I ask you: On what planet is this reasonable? Why would you ever want your arithmetic statements to work with way… ever… never mind have them work this way by default. Why should I have to remember this? Better yet, why should my not remembering this cause me to have to work all day Saturday? And even better than that, how can this be – like – the nineteenth time I’ve made the same stupid mistake?

Somehow, C wants me to believe the follow code is better:

    tableOffset =  ((ULONGLONG)l1Index * (ULONGLONG)L1_TABLE_GRANULARITY) +
                   ((ULONGLONG)l2Index * (ULONGLONG)L2_TABLE_GRANULARITY) +

Arrrgh. It’s not better. It’s harder to read. It’s more obscure. And it’s supremely annoying. And, no… don’t write to me to tell me that I only have to cast one of those operands. I know that. Well, I think I know that. In any case, I figure if I’m going to start casting stuff, I’m going all in. And don’t complain about how I parenthesize my arithmetic statements. I already mentioned precedence order.  All those parens are the result of yet another lesson I learned to avoid working weekends.

I ran into the “how many bits is my result” problem in a Big Way a year or two back when I wrote my first program that dealt extensively with floating pointer numbers. Stop laughing!

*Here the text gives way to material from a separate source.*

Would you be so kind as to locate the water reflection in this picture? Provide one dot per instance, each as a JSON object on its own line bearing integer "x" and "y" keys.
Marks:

I write drivers for a living, not scientific or statistical analysis software. During this project, I quickly learn that casting everything to (double) was my friend. When in doubt, stick a (double) in front of it and test it again. In the end, the code worked pretty well.  The customer was happy.  We got paid.

So, I ask again: Why does C have to do this? Yes, I know it’s always been this way so we can’t change it now simply because I hate it.  But why can’t it at least give a warning at level 4 that we’re doing something stupid? When I write:

    NTSTATUS status;

    status == STATUS_SUCCESS;

The compiler is smart enough to warn me:

1>DumbAss.cpp(1017): error C4553: ‘==’: operator has no effect; did you intend ‘=’?

Just like in the case of my bug, the syntax is legal… it’s just obviously not what the programmer who wrote it intended.

OK. I feel better now.  Think I’ll get a beer and finish coding up the IOCTL handlers for this driver.  And maybe I’ll add a few more gratuitous casts just for good measure.